CBRE revenue rises despite market uncertainty
Commercial property markets are feeling the weight of uncertainty, with leasing decisions taking longer to execute. Photo: Steven Siewert

CBRE revenue rises despite market uncertainty

Revenue at CBRE’s Pacific Advisory Services ticked up 4 per cent in the third quarter, despite the broader slowdown of activity in the commercial property market as rising rates and economic uncertainty weigh on business confidence.

Doing the heavy lifting for the New York-listed CBRE’s local arm were its property management and valuation and advisory services businesses, which both recorded strong double-digit revenue growth. Adding to the uplift was the acquisition of TelferYoung, New Zealand’s largest independent property valuation and advisory firm.

“Leasing revenue rebounded despite economic uncertainty,” Phil Rowland, chief of CBRE Australian and New Zealand operations, said.
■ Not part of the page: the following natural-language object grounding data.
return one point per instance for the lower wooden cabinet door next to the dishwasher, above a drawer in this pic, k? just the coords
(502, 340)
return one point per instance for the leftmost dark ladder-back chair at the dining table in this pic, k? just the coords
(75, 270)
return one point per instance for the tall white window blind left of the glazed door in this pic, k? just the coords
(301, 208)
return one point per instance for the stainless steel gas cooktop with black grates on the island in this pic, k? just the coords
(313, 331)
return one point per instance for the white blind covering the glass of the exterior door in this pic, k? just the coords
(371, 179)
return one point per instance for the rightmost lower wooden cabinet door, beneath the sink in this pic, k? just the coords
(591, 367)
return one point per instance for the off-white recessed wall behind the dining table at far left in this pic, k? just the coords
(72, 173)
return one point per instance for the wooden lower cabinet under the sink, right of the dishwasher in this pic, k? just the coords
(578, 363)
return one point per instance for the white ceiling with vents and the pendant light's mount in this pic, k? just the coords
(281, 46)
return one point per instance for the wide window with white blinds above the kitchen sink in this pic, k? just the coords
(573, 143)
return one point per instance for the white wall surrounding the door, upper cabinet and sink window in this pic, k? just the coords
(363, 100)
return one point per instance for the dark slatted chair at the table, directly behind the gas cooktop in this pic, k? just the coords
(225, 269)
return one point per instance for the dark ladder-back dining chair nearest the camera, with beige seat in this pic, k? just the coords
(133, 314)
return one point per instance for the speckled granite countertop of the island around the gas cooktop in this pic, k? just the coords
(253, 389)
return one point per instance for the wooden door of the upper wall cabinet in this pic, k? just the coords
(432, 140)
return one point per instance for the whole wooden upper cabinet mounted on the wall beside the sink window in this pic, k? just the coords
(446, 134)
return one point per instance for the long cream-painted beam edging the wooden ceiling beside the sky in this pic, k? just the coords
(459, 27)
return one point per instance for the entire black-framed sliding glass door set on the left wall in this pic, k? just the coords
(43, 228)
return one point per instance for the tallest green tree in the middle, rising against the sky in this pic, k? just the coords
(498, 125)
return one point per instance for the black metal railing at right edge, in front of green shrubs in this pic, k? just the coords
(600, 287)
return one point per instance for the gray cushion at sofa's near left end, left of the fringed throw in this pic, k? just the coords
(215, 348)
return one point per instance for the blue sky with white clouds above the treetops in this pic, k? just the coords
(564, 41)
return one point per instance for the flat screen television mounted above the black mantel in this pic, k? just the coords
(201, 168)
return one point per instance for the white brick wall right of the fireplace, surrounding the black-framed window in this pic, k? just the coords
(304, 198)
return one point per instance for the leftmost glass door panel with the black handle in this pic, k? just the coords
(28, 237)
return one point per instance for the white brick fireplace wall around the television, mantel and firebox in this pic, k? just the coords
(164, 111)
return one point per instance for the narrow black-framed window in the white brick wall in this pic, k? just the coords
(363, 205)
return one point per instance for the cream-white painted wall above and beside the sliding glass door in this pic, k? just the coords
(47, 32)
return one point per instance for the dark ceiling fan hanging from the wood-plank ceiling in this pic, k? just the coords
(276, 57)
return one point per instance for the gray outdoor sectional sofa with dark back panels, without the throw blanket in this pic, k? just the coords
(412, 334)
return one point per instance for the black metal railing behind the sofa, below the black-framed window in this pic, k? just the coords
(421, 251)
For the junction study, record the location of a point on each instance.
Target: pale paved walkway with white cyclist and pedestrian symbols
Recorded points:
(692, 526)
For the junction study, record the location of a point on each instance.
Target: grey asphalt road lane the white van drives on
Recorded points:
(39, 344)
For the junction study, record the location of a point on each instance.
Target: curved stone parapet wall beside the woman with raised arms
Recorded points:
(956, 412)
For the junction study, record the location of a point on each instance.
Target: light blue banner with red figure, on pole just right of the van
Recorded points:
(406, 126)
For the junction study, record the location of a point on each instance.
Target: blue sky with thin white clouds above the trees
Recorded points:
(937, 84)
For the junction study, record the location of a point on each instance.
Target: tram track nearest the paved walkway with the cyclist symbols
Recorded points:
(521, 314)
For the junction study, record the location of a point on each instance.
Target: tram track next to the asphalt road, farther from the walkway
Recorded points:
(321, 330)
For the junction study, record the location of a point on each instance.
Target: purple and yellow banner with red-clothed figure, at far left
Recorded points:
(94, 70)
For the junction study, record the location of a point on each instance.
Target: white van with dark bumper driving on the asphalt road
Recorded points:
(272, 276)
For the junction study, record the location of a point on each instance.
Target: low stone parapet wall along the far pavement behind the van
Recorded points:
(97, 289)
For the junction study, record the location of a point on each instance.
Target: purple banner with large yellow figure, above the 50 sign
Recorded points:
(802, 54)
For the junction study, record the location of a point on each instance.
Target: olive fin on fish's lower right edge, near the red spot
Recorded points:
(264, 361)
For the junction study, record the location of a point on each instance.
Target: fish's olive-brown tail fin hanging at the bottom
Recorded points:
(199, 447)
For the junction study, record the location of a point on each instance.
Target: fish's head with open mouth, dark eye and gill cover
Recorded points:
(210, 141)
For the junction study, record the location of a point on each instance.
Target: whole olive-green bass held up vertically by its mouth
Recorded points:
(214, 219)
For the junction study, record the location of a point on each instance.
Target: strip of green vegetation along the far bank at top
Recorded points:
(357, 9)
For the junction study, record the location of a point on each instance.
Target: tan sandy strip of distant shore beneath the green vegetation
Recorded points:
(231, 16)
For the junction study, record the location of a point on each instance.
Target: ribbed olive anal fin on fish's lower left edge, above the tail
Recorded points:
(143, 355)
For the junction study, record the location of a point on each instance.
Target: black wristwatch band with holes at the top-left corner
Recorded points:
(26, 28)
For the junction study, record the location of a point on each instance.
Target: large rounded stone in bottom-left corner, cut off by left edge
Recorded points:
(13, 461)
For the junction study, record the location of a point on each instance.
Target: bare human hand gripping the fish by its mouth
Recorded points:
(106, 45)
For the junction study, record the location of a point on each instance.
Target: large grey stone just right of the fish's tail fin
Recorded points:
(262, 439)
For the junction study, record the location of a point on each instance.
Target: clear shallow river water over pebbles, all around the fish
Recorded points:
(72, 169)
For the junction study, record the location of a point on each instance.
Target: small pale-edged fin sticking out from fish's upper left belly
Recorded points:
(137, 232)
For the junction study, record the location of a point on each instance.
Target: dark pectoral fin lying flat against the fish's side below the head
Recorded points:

“Office occupier activity was underpinned by healthy levels of white-collar employment growth and a heightened focus on high-quality space to strengthen the employee value proposition. However, we’re seeing some signs that rising wages and input costs are impacting business certainty, with leasing decisions taking longer to execute.”

The slowdown was evident on the transactions front as well, with $8 billion in deals struck by CBRE and its peers in the 2022 third quarter across the office, retail and industrial markets, down from $12.1 billion in the previous corresponding quarter.

“Sales performance for the quarter was subdued reflecting lower volumes of transaction activity as interest rate rises, inflation and a deteriorating global economic outlook weighed on investor sentiment,” Mr Rowland said.

Also noteworthy were the efforts of its agribusiness, hotel and retail teams, which nailed down a number of significant transactions, Mr Rowland said. The debt and structured finance team also had an active quarter as owners and investors looked to adjust to a rising interest rate cycle, he said.

The local results reflect broader trends across its global operations, with the commercial property powerhouse posting a 19 per cent drop in its core earnings per share measure over the third quarter. Headquartered in Dallas, CBRE reported core pre-tax earnings of $US606 million ($944 million) last week.

“Lower third quarter core earnings-per-share reflected a sharp deterioration in the macro environment, particularly with regard to capital availability for transactions,” chief executive Bob Sulentic said in a statement. “Nevertheless, core earnings-per-share was well above any third quarter in our history, except for last year’s especially strong result.”